# "Bright Effects" Light Bulbs - Don't Buy



## Oldstick

Not going to get into the arguments pro or con as far as the government urging everyone to move to the new "green" mercury type flourescent bulbs.

But I will report my experience with this brand (Bright Effects).  Bought some at Lowes for what seemed like a bargain price.  So far 5 of them have failed within a year with another one about to fail any day.  This is despite the claims on the package of lasting 5 to 7 years which is what the government  has been touting as a reason to switch.  Some of the other name brands might be fine, but I will definitely avoid this brand from now on.


----------



## Cornelia_Hiker

I've seen various bulbs at Lowes that state LIFE and have a warranty to that effect. I would get those and keep that receipt!

Good luck


----------



## Redbow

Just wondering if those bulbs were made in China ?


----------



## Ta-ton-ka chips

Same thing from Home Depot.
Bought those crappy 10yr - lifetime bulbs and they burnt out in about a year. Going green is expensive, don't waste your money


----------



## NOYDB

Are you stock piling a supply of regular bulbs for the coming black out?


----------



## jkoch

Cornelia_Hiker said:


> I've seen various bulbs at Lowes that state LIFE and have a warranty to that effect. I would get those and keep that receipt!
> 
> Good luck



life means "life of the bulb" poof: warranty gone!


----------



## Gunsmoke

I have the same problem with Sylvania bulbs they are made in china now also and  we used to get over a year out of them and now we have to change them  every few months  in the building. I have been putting the date on them and sending them back to the  lighting distributer we buy from and getting credit  because they are guaranteed to give 2500 hr service .Maybe sooner or later they will get tired of that and  get them made back in the USA.


----------



## whitworth

*A Repetition*

As I recall, when as a kid, those candles, for light, didn't stay lite for a long time.  
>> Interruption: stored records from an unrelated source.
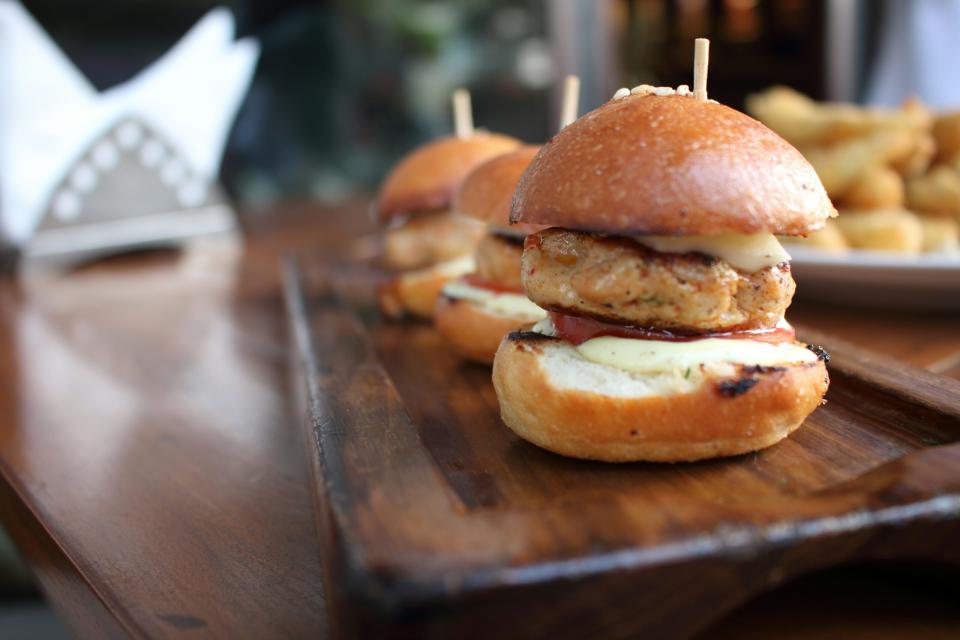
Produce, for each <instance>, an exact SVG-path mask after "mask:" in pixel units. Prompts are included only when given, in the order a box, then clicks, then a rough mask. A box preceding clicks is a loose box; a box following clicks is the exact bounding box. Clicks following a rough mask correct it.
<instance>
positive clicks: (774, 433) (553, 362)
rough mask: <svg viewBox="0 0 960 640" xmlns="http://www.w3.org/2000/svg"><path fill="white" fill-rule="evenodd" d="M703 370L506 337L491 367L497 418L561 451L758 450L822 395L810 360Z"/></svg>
mask: <svg viewBox="0 0 960 640" xmlns="http://www.w3.org/2000/svg"><path fill="white" fill-rule="evenodd" d="M718 371H721V373H717V372H712V370H711V369H709V368H705V369H704V371H703V373H702V375H699V376H698V377H697V378H696V379H684V378H683V377H682V376H681V377H676V376H669V375H666V374H664V375H655V376H650V375H641V374H637V373H631V372H629V371H626V370H623V369H619V368H616V367H613V366H609V365H604V364H599V363H596V362H592V361H590V360H587V359H586V358H584V357H583V356H582V355H581V354H580V352H579V351H578V350H577V348H576V347H574V346H573V345H571V344H570V343H568V342H564V341H562V340H560V339H557V338H553V337H549V336H545V335H541V334H537V333H531V332H518V333H512V334H510V335H508V336H506V337H505V338H504V339H503V341H502V342H501V343H500V346H499V349H498V350H497V354H496V358H495V360H494V365H493V384H494V387H495V388H496V392H497V398H498V399H499V402H500V411H501V416H502V418H503V421H504V423H506V425H507V426H508V427H509V428H510V429H511V430H513V431H514V432H515V433H516V434H517V435H518V436H520V437H521V438H523V439H525V440H528V441H529V442H532V443H533V444H536V445H538V446H540V447H543V448H544V449H548V450H550V451H553V452H555V453H559V454H561V455H565V456H570V457H574V458H584V459H590V460H601V461H606V462H632V461H651V462H682V461H692V460H701V459H704V458H715V457H721V456H730V455H736V454H741V453H747V452H750V451H756V450H758V449H763V448H765V447H769V446H770V445H773V444H775V443H777V442H779V441H780V440H782V439H783V438H785V437H787V436H788V435H789V434H790V433H791V432H792V431H793V430H794V429H796V428H797V427H798V426H800V424H801V423H802V422H803V420H804V419H805V418H806V417H807V416H808V415H809V414H810V413H811V412H812V411H813V410H814V409H816V407H817V406H818V405H819V404H820V403H821V400H822V398H823V396H824V394H825V393H826V390H827V386H828V384H829V379H828V377H827V371H826V366H825V365H824V363H823V362H822V361H821V360H819V359H817V360H814V361H813V362H806V363H802V364H790V365H785V366H777V367H742V366H741V367H726V368H725V369H724V368H721V369H719V370H718Z"/></svg>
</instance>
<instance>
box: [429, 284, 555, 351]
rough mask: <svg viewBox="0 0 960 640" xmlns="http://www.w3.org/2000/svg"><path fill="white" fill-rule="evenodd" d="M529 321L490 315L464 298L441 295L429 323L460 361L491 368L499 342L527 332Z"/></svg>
mask: <svg viewBox="0 0 960 640" xmlns="http://www.w3.org/2000/svg"><path fill="white" fill-rule="evenodd" d="M537 320H539V318H537V319H530V318H529V317H522V316H514V315H504V314H502V313H496V312H493V311H491V310H489V309H487V308H485V307H484V305H483V304H482V303H477V302H474V301H471V300H466V299H464V298H456V297H452V296H445V295H441V296H440V297H439V298H437V306H436V310H435V311H434V316H433V321H434V324H435V325H436V327H437V331H439V332H440V335H442V336H443V337H444V338H445V339H446V340H447V342H449V343H450V346H451V347H452V348H453V350H454V351H456V352H457V354H458V355H460V356H461V357H463V358H466V359H467V360H472V361H474V362H479V363H481V364H491V363H492V362H493V356H494V354H496V352H497V347H499V346H500V341H501V340H502V339H503V337H504V336H505V335H507V334H508V333H510V332H511V331H516V330H522V329H529V328H530V327H532V326H533V325H534V323H535V322H537Z"/></svg>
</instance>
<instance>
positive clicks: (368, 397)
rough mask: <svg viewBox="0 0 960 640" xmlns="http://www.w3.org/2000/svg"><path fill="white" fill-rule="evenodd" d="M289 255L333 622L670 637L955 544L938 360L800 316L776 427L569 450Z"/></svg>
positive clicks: (948, 435)
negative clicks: (672, 461)
mask: <svg viewBox="0 0 960 640" xmlns="http://www.w3.org/2000/svg"><path fill="white" fill-rule="evenodd" d="M288 274H289V275H288V303H289V306H290V314H291V317H292V319H293V323H292V331H293V333H294V334H295V337H296V340H297V343H298V344H299V347H300V349H301V354H300V361H301V364H302V370H303V376H304V379H305V387H306V391H305V394H304V399H305V401H306V405H307V410H306V412H307V418H308V419H307V420H305V424H306V425H307V431H308V434H309V437H310V439H311V440H312V442H313V444H314V445H315V446H316V448H315V451H314V455H315V459H314V464H313V469H314V473H315V477H316V482H317V498H318V503H319V505H320V510H319V524H320V532H321V545H322V548H323V553H324V563H325V566H326V567H327V570H328V572H329V574H330V580H331V583H330V584H334V585H336V587H335V588H334V589H333V593H331V598H333V599H334V601H335V602H337V603H338V606H336V607H335V608H334V611H333V612H332V613H333V616H334V621H335V623H336V628H337V629H338V630H339V633H340V634H341V635H342V636H344V637H366V636H369V635H382V634H387V633H390V634H397V635H401V636H402V635H414V636H418V635H421V634H424V635H429V636H435V637H445V636H446V635H449V634H454V635H457V636H458V637H463V636H471V635H474V634H477V633H478V632H479V630H481V629H482V630H483V634H497V633H499V634H510V635H511V636H512V637H546V636H550V637H564V638H566V637H570V638H574V637H584V636H602V637H623V638H630V637H637V636H638V635H642V634H654V635H655V636H657V637H661V636H670V637H687V636H690V635H691V634H694V633H697V632H700V631H703V630H704V629H706V628H707V627H708V625H709V624H710V623H712V622H714V621H715V620H717V619H718V618H719V617H720V616H722V615H723V614H724V613H726V612H727V611H729V610H730V609H732V608H734V607H736V606H737V605H740V604H742V603H743V602H744V601H745V600H747V599H748V598H749V597H751V596H753V595H756V594H758V593H761V592H763V591H764V590H765V589H767V588H768V587H769V586H770V585H771V584H776V583H779V582H780V581H783V580H789V579H791V578H793V577H795V576H799V575H803V574H806V573H809V572H811V571H816V570H822V569H826V568H829V567H832V566H837V565H840V564H846V563H850V562H863V561H869V560H877V559H884V560H890V559H903V558H908V559H926V560H929V561H931V562H937V563H946V564H950V565H953V564H960V549H958V547H957V545H956V542H957V541H958V537H957V530H958V528H957V518H958V515H960V471H957V470H958V469H960V444H951V443H953V442H955V441H956V440H957V439H958V438H960V382H958V381H957V380H954V379H951V378H948V377H943V376H937V375H934V374H932V373H929V372H925V371H922V370H918V369H915V368H913V367H909V366H907V365H905V364H902V363H900V362H898V361H896V360H893V359H891V358H889V357H887V356H882V355H879V354H873V353H871V352H868V351H864V350H863V349H861V348H859V347H857V346H854V345H852V344H849V343H847V342H845V341H843V340H840V339H836V338H833V337H831V336H829V335H827V334H822V333H818V331H817V330H815V329H810V328H801V334H803V332H804V331H805V332H806V333H807V334H809V338H810V339H811V340H815V341H818V342H822V343H824V344H825V346H827V348H828V349H829V350H831V352H832V355H833V360H832V362H831V367H830V370H831V378H832V384H831V389H830V392H829V394H828V396H827V398H828V403H827V404H826V406H824V407H822V408H820V409H818V410H817V411H816V412H815V413H814V414H813V415H812V416H811V417H810V418H809V419H808V420H807V422H806V423H805V425H804V426H803V427H802V428H801V430H800V431H798V432H797V433H796V434H795V435H794V436H792V437H791V438H789V439H788V440H786V441H784V442H783V443H781V444H779V445H777V446H775V447H773V448H770V449H768V450H765V451H762V452H759V453H755V454H750V455H747V456H739V457H736V458H730V459H725V460H717V461H711V462H705V463H695V464H681V465H656V464H634V465H603V464H600V463H589V462H584V461H577V460H569V459H565V458H562V457H559V456H555V455H553V454H550V453H548V452H545V451H542V450H540V449H538V448H536V447H534V446H532V445H530V444H528V443H526V442H523V441H521V440H519V439H518V438H516V437H515V436H514V435H513V434H512V433H510V432H509V431H508V430H506V429H505V428H503V426H502V425H501V423H500V421H499V417H498V410H497V404H496V398H495V397H494V394H493V390H492V387H491V385H490V382H489V369H486V368H484V367H479V366H476V365H472V364H468V363H464V362H461V361H459V360H457V359H456V358H455V357H454V356H453V355H452V354H451V353H450V352H449V351H448V350H447V349H445V347H444V345H443V343H442V341H441V340H440V338H439V336H438V335H437V334H436V333H435V332H434V331H433V330H432V328H431V327H429V326H428V325H425V324H420V323H414V322H408V323H390V322H383V321H381V320H380V319H379V318H378V316H377V315H376V314H375V313H373V312H371V311H370V309H369V307H368V306H367V304H366V302H365V301H364V299H363V296H359V297H358V298H357V296H356V294H357V290H358V287H360V286H362V284H357V283H360V282H361V281H362V280H363V275H362V274H361V275H351V271H350V269H349V268H344V269H341V270H339V271H337V272H331V271H330V270H329V269H328V268H327V267H321V268H314V269H308V270H307V272H306V275H303V274H302V273H301V270H299V269H298V268H297V267H296V266H295V265H293V266H291V267H290V268H289V269H288ZM331 274H333V275H331ZM351 278H353V280H355V281H356V283H351ZM311 279H312V281H311ZM344 283H350V284H349V285H347V286H345V285H344ZM338 285H339V286H338ZM305 290H308V291H311V292H312V295H304V291H305ZM351 298H357V299H351ZM521 613H522V617H521ZM558 613H562V615H558ZM495 614H496V615H495Z"/></svg>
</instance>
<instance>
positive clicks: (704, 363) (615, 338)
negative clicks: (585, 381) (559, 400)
mask: <svg viewBox="0 0 960 640" xmlns="http://www.w3.org/2000/svg"><path fill="white" fill-rule="evenodd" d="M577 350H578V351H579V352H580V355H582V356H583V357H584V358H586V359H587V360H590V361H592V362H596V363H599V364H604V365H608V366H611V367H616V368H618V369H623V370H625V371H632V372H634V373H642V374H648V375H653V374H661V373H671V372H673V373H677V374H679V375H689V372H690V371H697V372H698V373H699V371H700V367H701V366H703V365H716V364H728V365H746V366H751V365H760V366H764V367H776V366H783V365H791V364H803V363H808V362H815V361H816V359H817V356H816V355H814V354H813V353H812V352H811V351H810V350H809V349H806V348H805V347H802V346H800V345H798V344H794V343H790V342H787V343H782V344H771V343H769V342H759V341H756V340H747V339H739V338H737V339H724V338H704V339H701V340H691V341H689V342H667V341H664V340H632V339H629V338H615V337H612V336H602V337H599V338H592V339H590V340H587V341H586V342H584V343H583V344H581V345H579V346H578V347H577Z"/></svg>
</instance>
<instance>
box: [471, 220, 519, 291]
mask: <svg viewBox="0 0 960 640" xmlns="http://www.w3.org/2000/svg"><path fill="white" fill-rule="evenodd" d="M522 254H523V238H522V237H517V238H512V237H506V236H503V235H499V234H493V233H487V234H485V235H484V236H483V238H481V239H480V243H479V244H478V245H477V275H478V276H480V277H481V278H483V279H484V280H489V281H490V282H493V283H495V284H499V285H501V286H503V287H508V288H511V289H521V288H523V284H522V283H521V282H520V256H521V255H522Z"/></svg>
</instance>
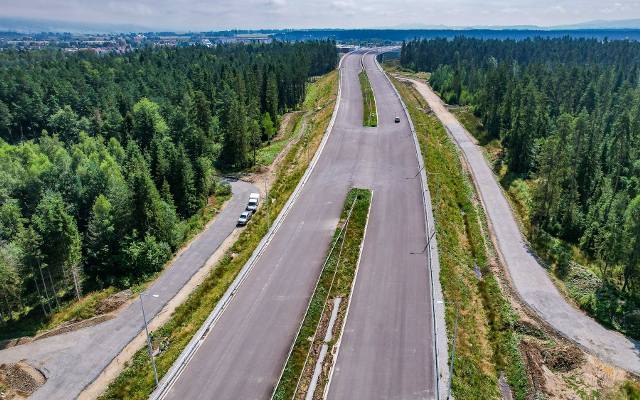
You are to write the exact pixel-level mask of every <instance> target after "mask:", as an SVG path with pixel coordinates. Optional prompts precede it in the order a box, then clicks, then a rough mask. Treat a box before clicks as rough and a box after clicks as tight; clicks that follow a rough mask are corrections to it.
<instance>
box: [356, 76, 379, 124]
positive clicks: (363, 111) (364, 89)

Must have the same patent attorneys.


----------



## sharpeblades

*New Lights*

I have been using the ones from wal-mart with no complaints .i have one burning on my outside shop for 3years now.The ones in the house going on 2-1/2 yrs. and only one replaced


----------



## whitworth

*Well how about that*

I'm saving money buying the same kind of light bulbs I bought thirty years ago.  Did Al Gore invent green bulbs like he did global warming?   Been wondering about that.


----------



## BBQBOSS

Ta-ton-ka chips said:


> Same thing from Home Depot.
> Bought those crappy 10yr - lifetime bulbs and they burnt out in about a year. Going green is expensive, don't waste your money





Oldstick said:


> Not going to get into the arguments pro or con as far as the government urging everyone to move to the new "green" mercury type flourescent bulbs.
> 
> But I will report my experience with this brand (Bright Effects).  Bought some at Lowes for what seemed like a bargain price.  So far 5 of them have failed within a year with another one about to fail any day.  This is despite the claims on the package of lasting 5 to 7 years which is what the government  has been touting as a reason to switch.  Some of the other name brands might be fine, but I will definitely avoid this brand from now on.




yep, me to.


----------



## GrandSlamHunter

I put 6 in our bathroom 6 months ago and have already replaced 3 of them. Most warranties are with the manufacturer and require the bulb to be shipped back to them for a replacement. Not worth it!


----------



## Oldstick

Don't see any markings on them to indicate where made, but every single one burned out so far has a Bright Effects trademark on them.  Up to 6 or 7 gone now and hope that is all of them.  The other brands seem to be doing fine, they have been in service for at least a couple years or more.  I don't hold my breath for any of them to go the advertised life though.


----------



## waterdogs

home depot has them as well. every time mine goes out, I take them back and they replace them, no questions asked. thats what I call TAKING CARE OF THE CUSTOMER.


----------



## Miguel Cervantes

GrandSlamHunter said:


> I put 6 in our bathroom 6 months ago and have already replaced 3 of them. Most warranties are with the manufacturer and require the bulb to be shipped back to them for a replacement. Not worth it!


 
We have them throughout our house, have had for 1 1/2 years now. The only ones that keep going out are in one fixture in the bathroom, which tells me it might not be the bulbs fault. Either way, we take them back to Home Depot with the receipt and get a replacement, no questions asked.


----------



## noggin nocker

most of mine have lasted at least four years.  I know because I mark the date installed with a sharpie.  Occasionally, I get a lemon but not usually. I have installed them in every socket that I can think of.  Not really concerned with the energy savings as much as I hate changing light bulbs.  I have started buying the ones labeled "daylight".  The light temperature that these give off appears much brighter and more pleasing to the eye than the soft wihite versions.


----------